Durante muito tempo, o organismo propaganda para a biologia quântica tem sido uma humilde ave migratória chamada pintarroxo. Estas aves podem sentir o campo magnético (extremamente fraco) da Terra - como se tivessem uma bússola dentro de seus cérebros - durante suas viagens entre a Europa Oriental e o Norte da África. Os princípios da física clássica não foram capazes de explicar como eles fazem isso, então - novamente - os cientistas se voltaram para a mecânica quântica.
A ideia predominante é que as aves têm uma espécie de proteínas nos olhos chamadas criptocromos. Elas respondem à luz criando um par de partículas que existem num emaranhado quântico, compartilhando uma conexão que impede que uma delas mude sem que a outra também mude. Este par emaranhados oscila entre diferentes estados quânticos pelo tempo que pode, antes que alguma perturbação arbitrária a destrua.
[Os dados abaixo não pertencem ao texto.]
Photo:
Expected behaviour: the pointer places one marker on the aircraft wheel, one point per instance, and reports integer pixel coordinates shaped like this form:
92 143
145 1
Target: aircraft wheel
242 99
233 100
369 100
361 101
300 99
Enquanto este par ainda estiver dentro da trança, porém, um campo magnético o força a passar mais tempo em um determinado estado quântico, criando um sinal para o cérebro. Este sinal funciona como o sensor do campo magnético. Medidas independentes verificaram lenta mas seguramente partes desta teoria, depois que os cientistas avançaram a versão básica pela primeira vez em 1978.
A partir de 2019, a catálise enzimática, a fotossíntese e a navegação aviária têm sido as aplicações mais populares da biologia quântica. Outros estão certamente em ascensão: pesquisadores em todo o mundo já estão procurando os fundamentos quânticos do olfato, a origem da consciência e (especulativamente) a origem da própria vida. Ao mesmo tempo, eles também se perguntam se os efeitos quânticos são características regulares destes sistemas ou se a natureza os utiliza ativamente para melhorar a forma como as coisas são feitas.
Seria útil lembrar neste momento que - como disse Chris Fields, um cientista independente - a mecânica clássica e quântica são rótulos inventados pelo homem para descrever as teorias que eles desenvolveram; a natureza não tem que reconhecer esta distinção. Seres fotossintetizantes, aves migratórias e enzimas catalisadas existem mesmo antes que os humanos descobrissem a mecânica quântica. Portanto, os biólogos devem aceitar que os sistemas vivos não são desprovidos de efeitos quânticos e os físicos devem estar preparados para enfrentar os efeitos quânticos mesmo fora de experimentos de laboratório cuidadosamente controlados.